My husband, Eric, really had to step up and do more with the kids. I’ve always been a stay-at-home mom, but on those days when I didn’t feel well, I needed him to step in to do the carpools and oversee homework. Now that we’re all in quarantine together, we’ve been really forced into family time. We have game nights, movie nights, and family walks around the neighborhood. I joke that I’ve played so much Boggle, I can’t even look at it anymore.

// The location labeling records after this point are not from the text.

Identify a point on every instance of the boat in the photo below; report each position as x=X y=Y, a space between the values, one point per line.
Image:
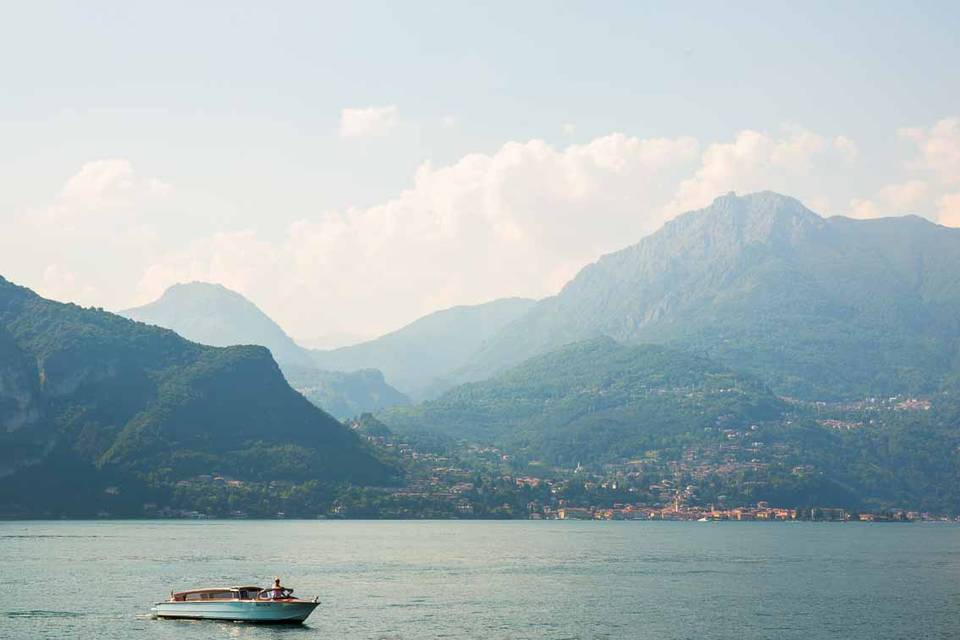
x=241 y=604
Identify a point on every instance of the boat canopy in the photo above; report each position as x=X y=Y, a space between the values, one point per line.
x=217 y=593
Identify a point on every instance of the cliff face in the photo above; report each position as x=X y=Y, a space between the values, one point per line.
x=118 y=395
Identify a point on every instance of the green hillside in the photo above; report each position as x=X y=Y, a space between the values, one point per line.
x=214 y=315
x=816 y=308
x=87 y=389
x=420 y=358
x=594 y=402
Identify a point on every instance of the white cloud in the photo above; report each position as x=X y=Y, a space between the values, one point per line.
x=100 y=188
x=847 y=148
x=938 y=149
x=755 y=161
x=892 y=200
x=520 y=221
x=62 y=284
x=368 y=121
x=948 y=209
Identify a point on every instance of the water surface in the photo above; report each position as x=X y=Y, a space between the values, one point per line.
x=509 y=580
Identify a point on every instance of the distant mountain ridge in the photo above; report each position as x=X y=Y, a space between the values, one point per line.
x=89 y=400
x=594 y=401
x=818 y=308
x=213 y=314
x=419 y=357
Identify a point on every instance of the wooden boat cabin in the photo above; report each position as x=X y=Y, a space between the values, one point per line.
x=230 y=593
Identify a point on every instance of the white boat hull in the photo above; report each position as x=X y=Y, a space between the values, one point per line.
x=238 y=610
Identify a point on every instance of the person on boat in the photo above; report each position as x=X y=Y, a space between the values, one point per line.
x=278 y=591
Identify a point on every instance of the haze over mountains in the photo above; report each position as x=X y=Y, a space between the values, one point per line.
x=214 y=315
x=595 y=401
x=88 y=397
x=745 y=319
x=817 y=308
x=418 y=357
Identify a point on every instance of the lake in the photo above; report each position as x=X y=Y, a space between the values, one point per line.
x=510 y=580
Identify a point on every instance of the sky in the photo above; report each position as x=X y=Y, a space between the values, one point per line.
x=350 y=167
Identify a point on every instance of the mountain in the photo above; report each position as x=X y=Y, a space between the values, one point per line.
x=214 y=315
x=89 y=398
x=816 y=308
x=594 y=401
x=418 y=357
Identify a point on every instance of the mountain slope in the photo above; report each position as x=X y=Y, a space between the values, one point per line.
x=214 y=315
x=818 y=308
x=418 y=357
x=594 y=401
x=86 y=388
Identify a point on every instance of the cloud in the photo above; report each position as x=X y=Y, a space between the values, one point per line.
x=847 y=148
x=755 y=161
x=938 y=149
x=520 y=221
x=368 y=121
x=948 y=210
x=892 y=200
x=101 y=188
x=62 y=284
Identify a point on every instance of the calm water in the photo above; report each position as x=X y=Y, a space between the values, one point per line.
x=511 y=580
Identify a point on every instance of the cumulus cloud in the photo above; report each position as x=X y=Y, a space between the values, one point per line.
x=754 y=161
x=520 y=221
x=59 y=283
x=938 y=149
x=100 y=188
x=893 y=199
x=368 y=121
x=948 y=210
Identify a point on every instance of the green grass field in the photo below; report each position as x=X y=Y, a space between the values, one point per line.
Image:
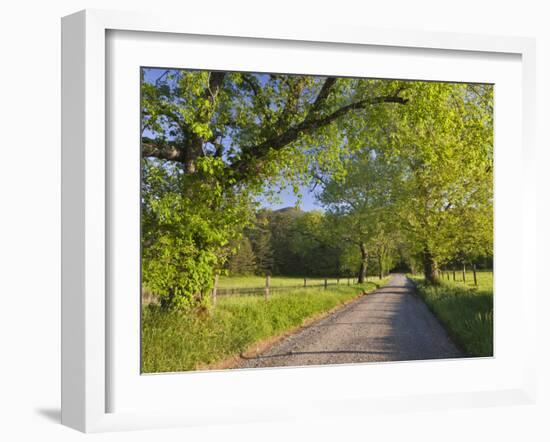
x=466 y=311
x=178 y=342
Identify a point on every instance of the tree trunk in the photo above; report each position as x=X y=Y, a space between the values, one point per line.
x=430 y=267
x=364 y=261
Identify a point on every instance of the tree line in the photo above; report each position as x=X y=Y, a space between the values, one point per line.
x=403 y=170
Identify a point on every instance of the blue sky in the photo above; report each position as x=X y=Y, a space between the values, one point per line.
x=286 y=197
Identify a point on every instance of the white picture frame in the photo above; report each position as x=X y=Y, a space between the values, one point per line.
x=86 y=315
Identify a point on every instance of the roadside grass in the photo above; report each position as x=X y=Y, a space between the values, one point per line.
x=172 y=341
x=466 y=311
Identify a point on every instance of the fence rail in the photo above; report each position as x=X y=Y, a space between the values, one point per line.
x=274 y=288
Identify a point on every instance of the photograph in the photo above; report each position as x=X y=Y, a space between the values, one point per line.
x=292 y=220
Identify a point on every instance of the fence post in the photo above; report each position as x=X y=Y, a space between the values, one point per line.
x=266 y=286
x=215 y=290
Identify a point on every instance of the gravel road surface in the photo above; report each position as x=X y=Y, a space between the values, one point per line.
x=391 y=324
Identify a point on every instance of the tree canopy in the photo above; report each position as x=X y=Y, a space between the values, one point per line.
x=403 y=170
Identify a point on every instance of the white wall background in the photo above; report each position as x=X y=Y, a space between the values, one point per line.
x=30 y=215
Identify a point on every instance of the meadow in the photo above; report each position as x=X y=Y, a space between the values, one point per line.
x=175 y=341
x=464 y=309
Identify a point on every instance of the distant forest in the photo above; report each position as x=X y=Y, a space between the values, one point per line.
x=294 y=242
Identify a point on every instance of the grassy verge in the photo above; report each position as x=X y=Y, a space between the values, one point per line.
x=466 y=311
x=180 y=342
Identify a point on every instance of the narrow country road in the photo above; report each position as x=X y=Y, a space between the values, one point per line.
x=391 y=324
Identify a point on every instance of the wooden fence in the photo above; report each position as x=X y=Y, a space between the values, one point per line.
x=269 y=288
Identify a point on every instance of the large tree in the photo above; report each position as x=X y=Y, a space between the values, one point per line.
x=213 y=140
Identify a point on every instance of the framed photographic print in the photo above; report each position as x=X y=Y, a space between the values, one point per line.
x=271 y=223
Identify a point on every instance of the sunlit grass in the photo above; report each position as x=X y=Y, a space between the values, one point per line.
x=466 y=310
x=173 y=341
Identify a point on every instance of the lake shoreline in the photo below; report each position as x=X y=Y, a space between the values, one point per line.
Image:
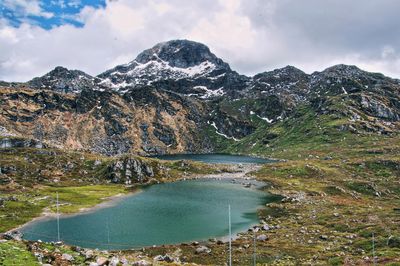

If you’re diagnosed with cancer, it’s crucial to find a support group that’s the exact fit for you. The local hospitals and cancer treatment centers only directed me to generic support groups. But I wanted to find other patients who were exactly like me -- young never-smokers facing advanced-stage lung cancer.

I found this in Facebook groups online, where we could share what our doctors were telling us and what new treatments were out there. You really need that if you’re going to successfully advocate for yourself. It’s intimidating to challenge your doctor or seek a second opinion -- you feel like you’re undermining your relationship with your primary oncologist. But after communicating with hundreds of other patients, I can tell you that people who take ownership of their treatment generally fare better, both physically and psychologically.

My other message? Don’t blow off symptoms like a persistent cough, wheezing, shortness of breath, or hoarseness. My story of a nagging cough misdiagnosed for weeks and months on end is a common one. That’s one reason I started my blog, Every Breath I Take, in 2014. I hope that if I share the details of my journey from supposedly clear lungs on Nov. 2 to a lung disaster on Jan. 3, it might help others catch their lung cancer earlier.

If I had known then what I know now, I would have pushed for a chest CT scan much sooner.

When I got my diagnosis, I was worried that I wouldn’t live long enough to see my son graduate elementary school. Now I’m 7 years into this journey and looking forward to his graduation from high school this spring.